Os demônios vermelhos

SÃO PAULO - Não, não se trata do time da Bélgica, que, esperamos, terá sido despachado pelo maior risco Brasil de hoje, o time de Scolari. Os vermelhos demonizados aqui são do PT, que, antes mesmo do primeiro turno, já é culpado de "transformar o Brasil numa Argentina", seja lá o que isso signifique (que os brasileiros vão ler tantos livros e comer tanto como os argentinos, por exemplo?).
É verdade que a difamação tem melhorado de nível, por assim dizer. Em 1989, Lula da Silva eleito, a classe média teria de dividir suas posses, inclusive casas, e os empresários todos dariam o fora do país. Lula, aliás, morava no Morumbi por essa época.

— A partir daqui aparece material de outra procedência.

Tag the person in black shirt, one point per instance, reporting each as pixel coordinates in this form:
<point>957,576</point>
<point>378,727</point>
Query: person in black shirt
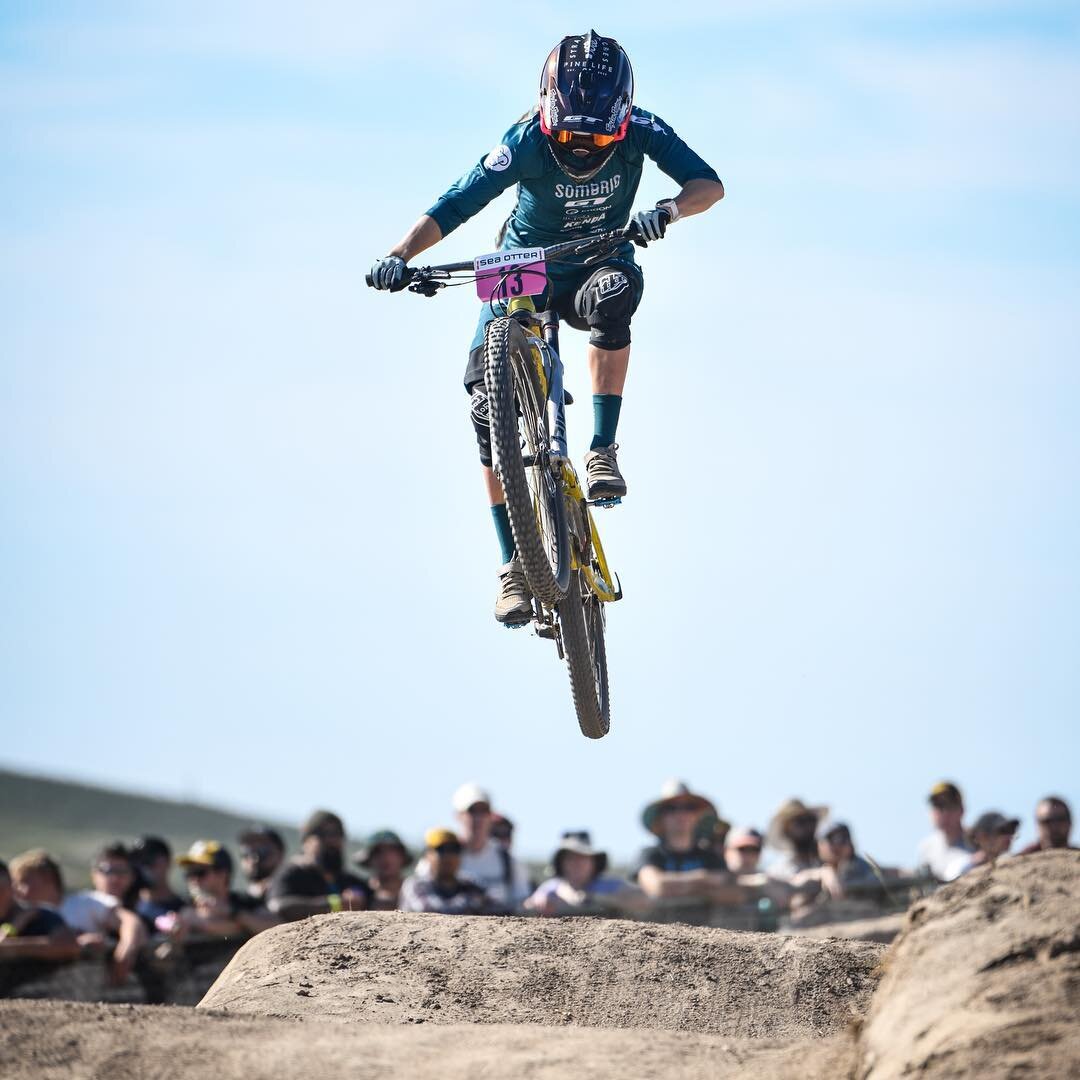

É verdade também que o PT largou parte do besteirol econômico de 1989. Mas, quanto mais o programa do PT fica "consistente", mais é culpado pela sinistra dívida de Pedro Malan e FHC ("consistente" entre aspas, como os economistas dizem, um falso cognato do inglês "consistent", que, no caso, quer dizer coerente ou compatível. Já ouvi Malan dizer "reinforçar" em vez de reforçar).
Decerto a crise financeira muito tem a ver com o medo do mercado na hora do pênalti, quer dizer, com trocas de governo em geral e com a vitória de Lula em particular.
Mas a crise tem a ver ainda com a desconfiança dos mercados em relação à América Latina, com a aversão deles a assumir riscos em época de calote de grandes empresas americanas, com a dívida enorme, crescimento baixo e exportações minúsculas do Brasil. Até membros estrangeiros da casta econômica mundializada, da qual fazem parte os economistas de FHC, dizem que pode vir calote quem quer que seja o eleito (um absurdo, mas não é o ponto). Mas o antipetismo joga nas costas de Lula oito anos de incúria financeira.
Vai piorar. O "jingle" de José Serra diz que o Brasil não vai "ser outra Argentina" (quer dizer, com os outros candidatos, vai). O PT ainda tem muito o que explicar sobre o que fará da dívida, decerto. Mas Serra, o governista, também tem de explicar que país é este que o seu partido vai entregar ao próximo governo. Por ora, ele só cala sobre o assunto.